Also, I'd venture a guess that if you sum up the total cost that has gone into Facebook's Poke feature (development, maintenance, deciding whether or not to turn it off), it would dramatically eclipse the 1.2M that everyone is so up in arms about. No one is losing their marbles over that stuff.
Look, I agree it's a ridiculous app.. but if people use it and derive value from it, good! Utility created!
I think you could just stop at "people use it". What kind of value they derive from it (if any) is another inquiry, and can't be discerned from merely observing the fact that they use it. At least, not without some really strong assumptions to the effect that people always correctly make positive-utility choices. It's possible people use it, but derive negative utility from it, and mistakenly use it nonetheless.

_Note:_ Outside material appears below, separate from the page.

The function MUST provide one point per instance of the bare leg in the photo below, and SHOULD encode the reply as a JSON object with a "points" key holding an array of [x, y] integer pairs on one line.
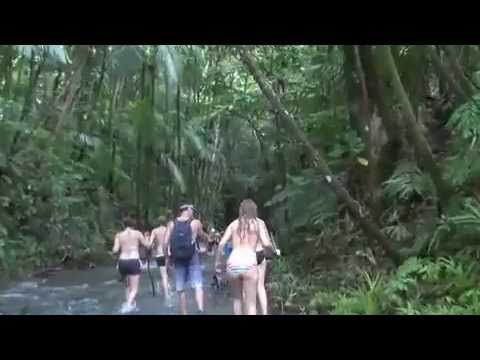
{"points": [[133, 285], [250, 281], [164, 276], [127, 288], [237, 295], [199, 298], [183, 302], [261, 292]]}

There are some very popular things (tobacco, say) that in most reasonable analyses produce negative utility over the long run! The problem is that people are not very good at utility-maximization, especially when the analysis involves more than one factor, some uncertainty, different time scales, etc. People are generally not good at almost any vaguely arithmetically complex operation (e.g. correctly using conditional-probability information in their decision-making, even when known).
That's one reason neoclassical economics prefers to talk about simply "price", rather than the classical discussion of both "price" and "value". Modern economics is the empirical study of pricing and economic behavior, and is agnostic about value.
Your points are all very valid of course. While utility theory has largely been superseded by prospect theory, like Newtonian physics, it can still be useful for back-of-the-envelop thought.
Furthermore I'll be a devil's advocate however and just make the point that one could rationally defend tobacco use as utility deriving. Just because a (in my view) sane person would see all the horrible effects of tobacco as trumping any positive attributes, someone else may disagree. Depending on one's own discount rate, tobacco use at any point in time in fact be net positive in enriching their life. Even if you argue that some of the positives are created by advertising cigarettes as cool (Joe Camel, etc.), so what? Someone spending $50,000 on a fancy watch is also making the same sort of determination. If the user derives the benefit, regardless of whether it's endogenous or exogenous to the product itself, that isn't obviously inherently bad.
Now, of course, smoking has it's own set of problems because it negatively affects others... but again, it's not so clear that one can't attribute rational decision making to even a smoker.
If you told someone a top 10 app with over 300,000 users raised $1.2 million they probably wouldn't bat much of an eye. That's what Yo is now. It probably wont last, but that doesn't mean its creator can't take advantage of its success right now.
Look, I agree it's a ridiculous app.. but if people use it and derive value from it, good! Utility created!